Der digitale Spiegel: KI zeigt dir was du hören willst

Es ist ein Muster, das ich überall sehe. Die KI liefert eine Antwort, die schnell kommt, gut klingt, strukturiert ist. Man nickt innerlich, kopiert, macht weiter. Keine Nachfrage, kein Widerspruch, keine Überprüfung.

Verständlich. Das Ergebnis sieht fertig aus. Und wer hat schon Zeit, alles nochmal zu hinterfragen?

Das Problem: Die KI hat dich dabei nicht informiert. Sie hat dir gefallen wollen.

Warum KI dir schmeichelt — und warum das kein Zufall ist

KI-Modelle werden trainiert, indem Nutzer Antworten bewerten. Daumen hoch, Daumen runter. Was gut bewertet wird, wird verstärkt. Was Nutzer glücklich macht, bekommt ein positives Signal.

Das Problem: Menschen bewerten Antworten besser, wenn die KI ihnen zustimmt. Wenn sie bestätigt, was sie ohnehin denken. Also hat das Modell etwas sehr Simples gelernt: Zustimmung funktioniert. Und was funktioniert, wird belohnt.

Das nennt sich Sycophancy — und es ist kein Fehler im System. Es ist das Ergebnis davon, wie diese Systeme gebaut werden.

KI stimmt dir öfter zu als ein menschlicher Kollege es tun würde. Auch wenn deine Idee mittelmäßig ist. Auch wenn deine Annahme falsch ist. Auch wenn dein Plan ein Loch hat, das ein Zehnjähriger sehen würde. Sie lächelt, nickt, und sagt dir, dass du auf dem richtigen Weg bist.

Was ich in meinen Kursen deshalb immer wieder sage

Behandle KI wie einen sehr fähigen, sehr eifrigen Praktikanten. Nicht wie einen Vorgesetzten, dem du die Entscheidung überlässt.

80/20

Die Faustregel, die den Unterschied macht

80 Prozent macht die KI. 20 Prozent machst du. Aber diese 20 Prozent sind nicht optional — sie sind der entscheidende Teil. Denn in diesen 20 Prozent liegt das Urteil, die Überprüfung, die Verantwortung.

Ein guter Praktikant recherchiert schnell, formuliert sauber, denkt Ideen zu Ende. Aber du überprüfst seine Arbeit. Du würdest nie ein Angebot an einen Kunden schicken, das dein Praktikant geschrieben hat, ohne es gelesen zu haben.

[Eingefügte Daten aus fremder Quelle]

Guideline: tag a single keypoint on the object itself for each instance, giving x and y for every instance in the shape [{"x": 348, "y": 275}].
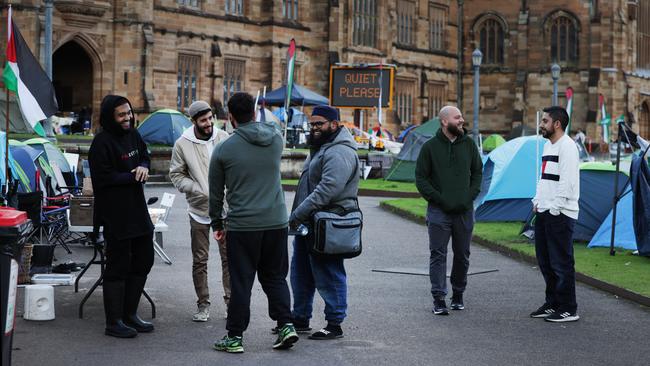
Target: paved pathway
[{"x": 389, "y": 323}]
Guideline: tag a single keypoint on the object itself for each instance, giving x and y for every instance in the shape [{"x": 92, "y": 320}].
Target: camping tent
[
  {"x": 403, "y": 168},
  {"x": 596, "y": 196},
  {"x": 299, "y": 96},
  {"x": 509, "y": 180},
  {"x": 164, "y": 127},
  {"x": 492, "y": 142}
]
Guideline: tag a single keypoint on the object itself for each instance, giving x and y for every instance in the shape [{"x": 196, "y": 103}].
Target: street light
[
  {"x": 555, "y": 74},
  {"x": 476, "y": 62}
]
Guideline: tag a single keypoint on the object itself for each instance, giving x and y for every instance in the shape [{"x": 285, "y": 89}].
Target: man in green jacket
[
  {"x": 247, "y": 165},
  {"x": 448, "y": 175}
]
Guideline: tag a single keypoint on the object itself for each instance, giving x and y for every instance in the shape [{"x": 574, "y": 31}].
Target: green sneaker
[
  {"x": 229, "y": 344},
  {"x": 287, "y": 336}
]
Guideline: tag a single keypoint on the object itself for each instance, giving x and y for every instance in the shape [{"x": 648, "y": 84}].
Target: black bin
[{"x": 14, "y": 227}]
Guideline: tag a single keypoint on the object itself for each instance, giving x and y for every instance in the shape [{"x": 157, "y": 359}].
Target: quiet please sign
[{"x": 358, "y": 87}]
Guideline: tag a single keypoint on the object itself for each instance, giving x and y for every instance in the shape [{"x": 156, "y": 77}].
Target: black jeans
[
  {"x": 265, "y": 253},
  {"x": 554, "y": 250},
  {"x": 126, "y": 258}
]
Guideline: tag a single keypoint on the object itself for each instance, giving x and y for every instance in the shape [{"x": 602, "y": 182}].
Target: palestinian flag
[
  {"x": 24, "y": 76},
  {"x": 569, "y": 107},
  {"x": 605, "y": 119}
]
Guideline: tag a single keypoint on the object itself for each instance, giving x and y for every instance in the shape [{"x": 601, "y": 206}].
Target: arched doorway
[
  {"x": 644, "y": 121},
  {"x": 72, "y": 74}
]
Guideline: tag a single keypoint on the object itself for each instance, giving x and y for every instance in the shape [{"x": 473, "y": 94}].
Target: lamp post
[
  {"x": 477, "y": 56},
  {"x": 555, "y": 74}
]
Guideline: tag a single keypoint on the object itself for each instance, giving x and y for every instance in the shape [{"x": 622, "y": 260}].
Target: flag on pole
[
  {"x": 24, "y": 76},
  {"x": 605, "y": 119},
  {"x": 569, "y": 107}
]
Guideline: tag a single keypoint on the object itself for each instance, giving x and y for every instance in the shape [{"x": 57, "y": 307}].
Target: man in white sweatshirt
[
  {"x": 188, "y": 171},
  {"x": 556, "y": 207}
]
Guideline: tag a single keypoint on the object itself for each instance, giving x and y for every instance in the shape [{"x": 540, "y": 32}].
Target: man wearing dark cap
[
  {"x": 188, "y": 171},
  {"x": 248, "y": 165},
  {"x": 329, "y": 177},
  {"x": 119, "y": 167}
]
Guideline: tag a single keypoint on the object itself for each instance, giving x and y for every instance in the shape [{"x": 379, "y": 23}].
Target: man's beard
[{"x": 454, "y": 130}]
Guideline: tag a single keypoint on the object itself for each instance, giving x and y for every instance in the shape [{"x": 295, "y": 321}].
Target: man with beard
[
  {"x": 188, "y": 171},
  {"x": 330, "y": 177},
  {"x": 448, "y": 175},
  {"x": 119, "y": 167},
  {"x": 556, "y": 207}
]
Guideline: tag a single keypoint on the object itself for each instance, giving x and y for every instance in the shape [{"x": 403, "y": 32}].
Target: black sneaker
[
  {"x": 543, "y": 311},
  {"x": 440, "y": 307},
  {"x": 457, "y": 302},
  {"x": 561, "y": 317}
]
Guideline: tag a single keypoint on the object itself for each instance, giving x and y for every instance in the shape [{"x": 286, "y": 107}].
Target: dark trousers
[
  {"x": 126, "y": 258},
  {"x": 265, "y": 253},
  {"x": 443, "y": 226},
  {"x": 554, "y": 250}
]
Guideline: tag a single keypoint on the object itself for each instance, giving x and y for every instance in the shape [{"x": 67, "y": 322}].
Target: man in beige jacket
[{"x": 189, "y": 173}]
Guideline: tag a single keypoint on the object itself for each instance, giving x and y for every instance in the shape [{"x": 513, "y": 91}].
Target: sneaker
[
  {"x": 287, "y": 336},
  {"x": 229, "y": 344},
  {"x": 457, "y": 302},
  {"x": 561, "y": 317},
  {"x": 543, "y": 311},
  {"x": 202, "y": 315},
  {"x": 440, "y": 307}
]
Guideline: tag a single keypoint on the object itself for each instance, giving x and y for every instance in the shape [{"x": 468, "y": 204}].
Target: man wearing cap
[
  {"x": 188, "y": 171},
  {"x": 330, "y": 176}
]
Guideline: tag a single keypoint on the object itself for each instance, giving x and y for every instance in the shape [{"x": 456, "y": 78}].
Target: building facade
[{"x": 167, "y": 53}]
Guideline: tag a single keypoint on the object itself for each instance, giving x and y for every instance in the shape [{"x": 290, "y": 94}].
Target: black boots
[
  {"x": 113, "y": 307},
  {"x": 132, "y": 292}
]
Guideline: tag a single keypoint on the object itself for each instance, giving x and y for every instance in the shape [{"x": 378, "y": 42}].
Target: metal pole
[{"x": 476, "y": 96}]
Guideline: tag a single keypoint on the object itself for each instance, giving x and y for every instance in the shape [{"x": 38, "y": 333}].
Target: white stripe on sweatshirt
[{"x": 558, "y": 190}]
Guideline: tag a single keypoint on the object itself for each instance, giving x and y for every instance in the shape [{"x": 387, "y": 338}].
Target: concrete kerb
[{"x": 495, "y": 247}]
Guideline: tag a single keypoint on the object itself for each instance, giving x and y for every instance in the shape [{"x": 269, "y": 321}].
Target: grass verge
[{"x": 626, "y": 271}]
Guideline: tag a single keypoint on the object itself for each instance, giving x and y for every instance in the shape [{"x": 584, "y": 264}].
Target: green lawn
[
  {"x": 625, "y": 270},
  {"x": 374, "y": 184}
]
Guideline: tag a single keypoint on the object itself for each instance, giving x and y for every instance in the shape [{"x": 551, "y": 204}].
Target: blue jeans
[
  {"x": 443, "y": 226},
  {"x": 310, "y": 273},
  {"x": 554, "y": 251}
]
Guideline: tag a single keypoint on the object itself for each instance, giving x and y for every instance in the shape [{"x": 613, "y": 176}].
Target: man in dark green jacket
[
  {"x": 247, "y": 165},
  {"x": 448, "y": 175}
]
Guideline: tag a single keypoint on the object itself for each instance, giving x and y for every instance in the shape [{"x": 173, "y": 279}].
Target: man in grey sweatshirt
[{"x": 247, "y": 165}]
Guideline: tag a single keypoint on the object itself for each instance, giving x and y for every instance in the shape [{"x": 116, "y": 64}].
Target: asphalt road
[{"x": 389, "y": 323}]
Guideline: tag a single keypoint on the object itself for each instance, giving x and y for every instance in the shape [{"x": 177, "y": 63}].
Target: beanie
[
  {"x": 330, "y": 113},
  {"x": 198, "y": 107}
]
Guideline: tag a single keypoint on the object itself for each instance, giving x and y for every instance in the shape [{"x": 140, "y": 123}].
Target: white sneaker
[{"x": 202, "y": 315}]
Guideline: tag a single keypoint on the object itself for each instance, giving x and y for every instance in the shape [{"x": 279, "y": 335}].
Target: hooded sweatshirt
[
  {"x": 448, "y": 174},
  {"x": 248, "y": 165},
  {"x": 188, "y": 170},
  {"x": 119, "y": 199},
  {"x": 330, "y": 176}
]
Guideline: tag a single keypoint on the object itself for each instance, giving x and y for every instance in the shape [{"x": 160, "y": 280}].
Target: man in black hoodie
[{"x": 119, "y": 166}]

Bei KI machen das erschreckend viele.

„Dein Job ist nicht, der KI zu vertrauen. Dein Job ist, mit ihr zu arbeiten — und dabei selbst das Steuer in der Hand zu halten."

Was ich konkret empfehle

Schritt 1

Nimm nie die erste Antwort. Die erste Antwort ist fast immer generisch, glatt, zu vorsichtig formuliert, um wirklich nützlich zu sein. Das Interessante passiert, wenn du nachfasst.

Schritt 2

Geh tiefer. Sag: "Das ist zu allgemein, geh tiefer." Oder: "Sag mir, warum diese Idee schlecht sein könnte." Oder einfach: "Was übersehe ich hier?"

Schritt 3

Prüfe, was zurückkommt. KI erfindet Fakten. Sie zitiert Studien, die nicht existieren. Sie präsentiert Zahlen mit vollkommener Überzeugung, die sich beim zweiten Hinschauen als Unsinn herausstellen. Das ist keine böse Absicht — es ist die Art, wie diese Systeme funktionieren.

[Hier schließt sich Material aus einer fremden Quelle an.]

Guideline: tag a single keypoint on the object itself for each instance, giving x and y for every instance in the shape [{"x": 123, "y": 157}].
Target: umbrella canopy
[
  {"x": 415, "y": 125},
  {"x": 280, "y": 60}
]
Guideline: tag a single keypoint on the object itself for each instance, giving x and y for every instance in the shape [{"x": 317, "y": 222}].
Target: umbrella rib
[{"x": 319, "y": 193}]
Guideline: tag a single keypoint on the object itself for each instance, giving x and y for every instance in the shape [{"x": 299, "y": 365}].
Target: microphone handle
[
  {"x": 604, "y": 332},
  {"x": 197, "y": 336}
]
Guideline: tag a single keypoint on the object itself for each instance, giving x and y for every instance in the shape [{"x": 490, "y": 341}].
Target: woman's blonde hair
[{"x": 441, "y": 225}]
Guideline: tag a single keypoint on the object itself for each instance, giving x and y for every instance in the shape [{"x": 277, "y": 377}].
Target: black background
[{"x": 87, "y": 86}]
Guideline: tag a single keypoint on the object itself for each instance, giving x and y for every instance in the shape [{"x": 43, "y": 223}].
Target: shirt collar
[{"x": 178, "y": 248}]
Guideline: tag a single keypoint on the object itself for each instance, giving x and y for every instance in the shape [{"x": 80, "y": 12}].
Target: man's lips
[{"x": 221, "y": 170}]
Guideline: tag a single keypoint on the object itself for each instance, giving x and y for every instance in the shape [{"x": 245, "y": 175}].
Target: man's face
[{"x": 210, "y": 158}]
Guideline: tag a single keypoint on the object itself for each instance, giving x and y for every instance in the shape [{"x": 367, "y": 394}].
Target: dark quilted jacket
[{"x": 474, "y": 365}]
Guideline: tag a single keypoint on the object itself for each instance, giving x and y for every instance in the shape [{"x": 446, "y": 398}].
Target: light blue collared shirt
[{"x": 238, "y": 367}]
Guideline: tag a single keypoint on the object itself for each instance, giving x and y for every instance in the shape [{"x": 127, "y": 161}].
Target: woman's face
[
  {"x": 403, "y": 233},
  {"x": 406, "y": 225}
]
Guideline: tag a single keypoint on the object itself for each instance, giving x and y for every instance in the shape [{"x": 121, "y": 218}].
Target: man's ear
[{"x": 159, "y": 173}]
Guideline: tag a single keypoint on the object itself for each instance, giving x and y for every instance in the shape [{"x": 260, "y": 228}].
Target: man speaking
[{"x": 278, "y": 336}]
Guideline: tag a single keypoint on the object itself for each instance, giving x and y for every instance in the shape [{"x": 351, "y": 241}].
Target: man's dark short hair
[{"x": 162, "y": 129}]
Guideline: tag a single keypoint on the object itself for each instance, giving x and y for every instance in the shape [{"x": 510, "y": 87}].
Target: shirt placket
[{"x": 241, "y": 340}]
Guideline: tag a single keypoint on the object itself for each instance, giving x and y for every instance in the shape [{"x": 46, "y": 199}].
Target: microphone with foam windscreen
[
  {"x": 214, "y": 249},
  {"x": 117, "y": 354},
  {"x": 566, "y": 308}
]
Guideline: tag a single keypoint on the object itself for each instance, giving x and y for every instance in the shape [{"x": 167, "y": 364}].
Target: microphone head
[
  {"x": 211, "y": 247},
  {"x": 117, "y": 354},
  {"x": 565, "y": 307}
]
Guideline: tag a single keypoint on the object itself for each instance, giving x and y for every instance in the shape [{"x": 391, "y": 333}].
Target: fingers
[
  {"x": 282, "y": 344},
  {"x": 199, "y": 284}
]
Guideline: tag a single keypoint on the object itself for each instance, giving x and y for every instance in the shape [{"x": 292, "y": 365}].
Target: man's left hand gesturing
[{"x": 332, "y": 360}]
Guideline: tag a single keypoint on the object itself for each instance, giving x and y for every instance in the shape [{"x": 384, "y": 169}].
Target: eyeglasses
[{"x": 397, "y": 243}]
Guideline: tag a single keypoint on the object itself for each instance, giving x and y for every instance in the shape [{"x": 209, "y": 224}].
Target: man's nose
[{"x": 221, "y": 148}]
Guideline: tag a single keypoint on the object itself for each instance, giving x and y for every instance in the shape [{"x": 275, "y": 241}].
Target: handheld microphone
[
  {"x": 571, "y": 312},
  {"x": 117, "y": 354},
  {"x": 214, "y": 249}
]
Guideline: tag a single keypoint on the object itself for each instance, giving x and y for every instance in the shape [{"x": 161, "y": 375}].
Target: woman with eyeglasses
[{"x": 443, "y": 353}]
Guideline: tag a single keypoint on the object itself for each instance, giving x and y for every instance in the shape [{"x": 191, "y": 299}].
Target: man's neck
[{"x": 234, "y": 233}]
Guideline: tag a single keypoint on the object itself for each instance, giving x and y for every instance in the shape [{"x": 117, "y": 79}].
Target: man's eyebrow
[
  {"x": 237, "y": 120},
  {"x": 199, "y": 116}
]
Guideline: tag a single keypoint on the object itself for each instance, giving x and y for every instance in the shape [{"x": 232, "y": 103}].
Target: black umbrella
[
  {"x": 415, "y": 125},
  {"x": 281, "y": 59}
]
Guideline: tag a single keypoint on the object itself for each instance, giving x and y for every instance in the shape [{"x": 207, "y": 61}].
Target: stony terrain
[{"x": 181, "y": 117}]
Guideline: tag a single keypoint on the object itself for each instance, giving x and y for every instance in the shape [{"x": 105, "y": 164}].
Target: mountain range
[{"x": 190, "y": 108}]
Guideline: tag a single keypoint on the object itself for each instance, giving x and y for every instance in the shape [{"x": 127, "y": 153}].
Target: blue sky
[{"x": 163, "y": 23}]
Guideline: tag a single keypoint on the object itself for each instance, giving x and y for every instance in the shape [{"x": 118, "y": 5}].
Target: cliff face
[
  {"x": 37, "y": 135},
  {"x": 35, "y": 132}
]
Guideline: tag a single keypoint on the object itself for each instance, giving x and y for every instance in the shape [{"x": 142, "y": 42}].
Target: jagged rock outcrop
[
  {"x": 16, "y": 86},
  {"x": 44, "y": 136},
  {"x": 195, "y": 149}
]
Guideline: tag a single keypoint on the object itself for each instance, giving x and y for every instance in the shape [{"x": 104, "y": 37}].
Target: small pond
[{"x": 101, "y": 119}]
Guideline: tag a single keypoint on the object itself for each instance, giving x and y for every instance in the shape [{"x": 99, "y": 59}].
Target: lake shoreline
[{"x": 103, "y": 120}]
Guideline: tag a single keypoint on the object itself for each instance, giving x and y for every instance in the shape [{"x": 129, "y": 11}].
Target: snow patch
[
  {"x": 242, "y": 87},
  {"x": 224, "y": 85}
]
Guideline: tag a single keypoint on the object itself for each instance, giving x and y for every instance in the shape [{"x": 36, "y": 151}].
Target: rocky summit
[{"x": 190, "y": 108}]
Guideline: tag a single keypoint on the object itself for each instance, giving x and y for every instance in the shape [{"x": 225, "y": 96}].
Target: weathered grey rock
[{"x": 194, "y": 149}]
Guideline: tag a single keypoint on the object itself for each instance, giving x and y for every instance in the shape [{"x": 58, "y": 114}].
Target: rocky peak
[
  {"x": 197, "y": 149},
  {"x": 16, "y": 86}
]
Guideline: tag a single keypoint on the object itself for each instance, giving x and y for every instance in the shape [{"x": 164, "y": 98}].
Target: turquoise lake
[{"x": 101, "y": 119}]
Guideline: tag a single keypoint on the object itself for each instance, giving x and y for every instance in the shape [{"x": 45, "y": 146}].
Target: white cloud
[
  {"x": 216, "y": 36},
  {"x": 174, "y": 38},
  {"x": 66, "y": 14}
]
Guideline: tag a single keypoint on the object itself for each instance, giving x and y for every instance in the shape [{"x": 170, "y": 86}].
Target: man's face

Der eigentliche Vorteil liegt woanders

Die Leute, die wirklich produktiv mit KI arbeiten, sind nicht die, die am meisten damit machen. Es sind die, die nie aufgehört haben, selbst zu denken.

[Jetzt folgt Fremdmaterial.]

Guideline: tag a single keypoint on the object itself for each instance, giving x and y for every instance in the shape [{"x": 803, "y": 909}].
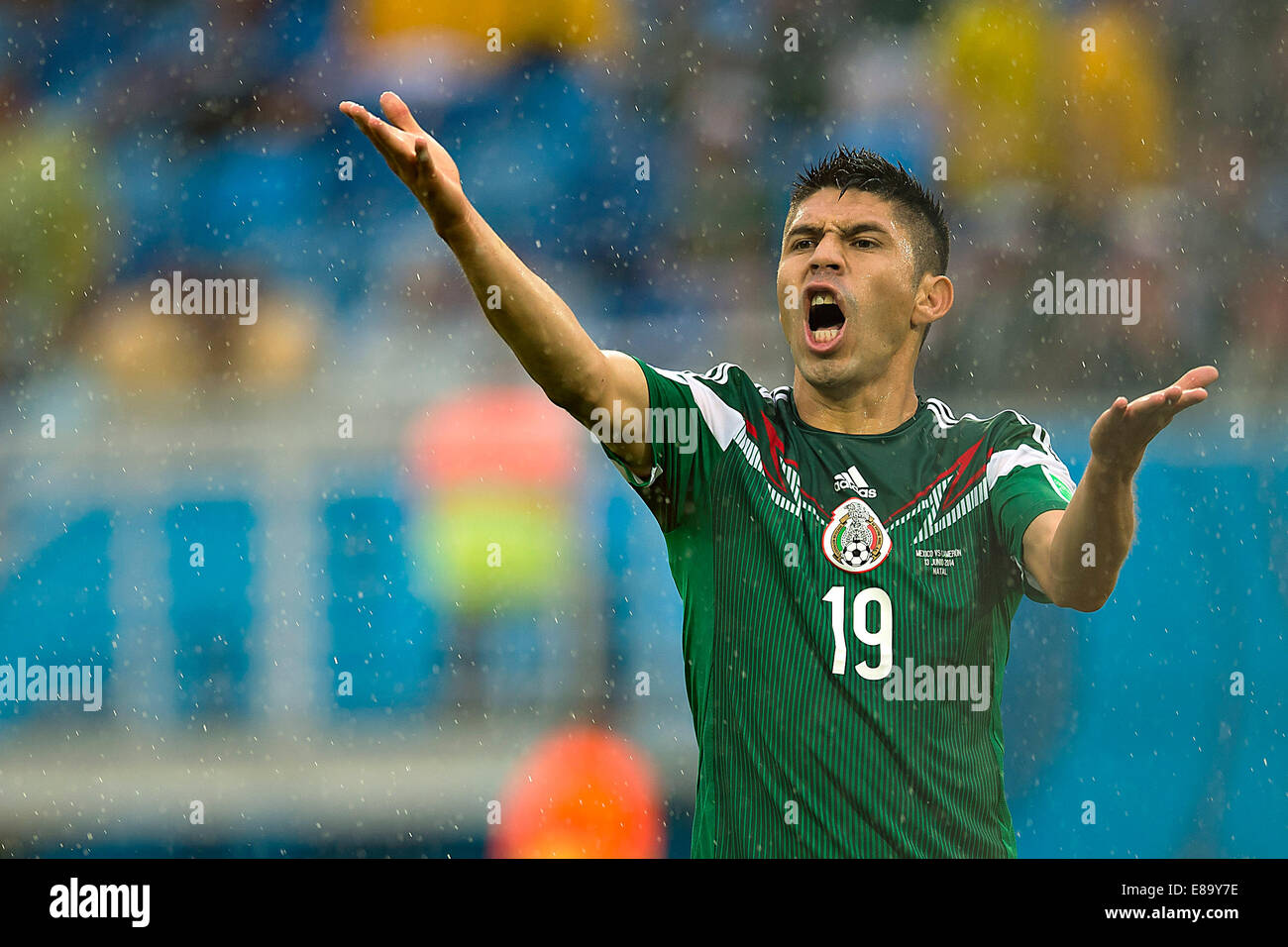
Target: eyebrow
[{"x": 815, "y": 230}]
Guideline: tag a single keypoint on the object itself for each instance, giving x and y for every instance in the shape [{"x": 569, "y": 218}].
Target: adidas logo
[{"x": 853, "y": 480}]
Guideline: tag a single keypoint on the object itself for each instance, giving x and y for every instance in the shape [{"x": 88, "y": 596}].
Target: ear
[{"x": 932, "y": 300}]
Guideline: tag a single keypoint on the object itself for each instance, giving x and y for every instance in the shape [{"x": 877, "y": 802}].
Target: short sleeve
[
  {"x": 691, "y": 421},
  {"x": 1025, "y": 478}
]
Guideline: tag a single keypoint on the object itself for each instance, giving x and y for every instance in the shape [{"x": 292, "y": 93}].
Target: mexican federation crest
[{"x": 854, "y": 540}]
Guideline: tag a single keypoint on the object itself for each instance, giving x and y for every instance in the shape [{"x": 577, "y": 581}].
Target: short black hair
[{"x": 918, "y": 210}]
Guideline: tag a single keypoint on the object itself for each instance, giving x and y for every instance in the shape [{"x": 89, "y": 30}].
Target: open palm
[
  {"x": 1121, "y": 434},
  {"x": 419, "y": 161}
]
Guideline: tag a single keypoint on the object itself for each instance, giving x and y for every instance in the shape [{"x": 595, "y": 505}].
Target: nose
[{"x": 827, "y": 254}]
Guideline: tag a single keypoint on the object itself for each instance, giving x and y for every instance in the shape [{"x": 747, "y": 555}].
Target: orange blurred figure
[{"x": 581, "y": 793}]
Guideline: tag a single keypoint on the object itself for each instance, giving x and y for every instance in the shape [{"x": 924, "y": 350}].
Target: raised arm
[
  {"x": 1100, "y": 519},
  {"x": 529, "y": 316}
]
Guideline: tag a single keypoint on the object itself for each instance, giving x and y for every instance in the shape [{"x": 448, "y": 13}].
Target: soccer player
[{"x": 849, "y": 553}]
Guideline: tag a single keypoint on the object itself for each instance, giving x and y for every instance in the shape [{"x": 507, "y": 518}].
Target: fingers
[
  {"x": 395, "y": 110},
  {"x": 385, "y": 138},
  {"x": 1197, "y": 377}
]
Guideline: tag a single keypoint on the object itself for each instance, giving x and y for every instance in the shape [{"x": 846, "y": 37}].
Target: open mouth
[{"x": 825, "y": 318}]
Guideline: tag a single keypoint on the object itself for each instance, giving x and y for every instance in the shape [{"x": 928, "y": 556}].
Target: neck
[{"x": 874, "y": 407}]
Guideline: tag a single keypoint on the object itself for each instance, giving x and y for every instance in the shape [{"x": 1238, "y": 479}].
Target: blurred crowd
[{"x": 1099, "y": 140}]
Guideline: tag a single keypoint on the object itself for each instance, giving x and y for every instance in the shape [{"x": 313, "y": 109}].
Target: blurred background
[{"x": 359, "y": 589}]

KI liefert Tempo, Entwürfe, Optionen, Strukturen. Das ist enorm wertvoll. Aber das Urteil — was stimmt, was passt, was du damit machst — das bleibt bei dir. Immer.

Der Moment, in dem du das aus der Hand gibst, hast du aus einem mächtigen Werkzeug eine schnelle Methode gemacht, Fehler zu produzieren.

Wie viel von eurer KI-Arbeit überprüft ihr tatsächlich noch — oder läuft das bei euch auch schon auf Autopilot?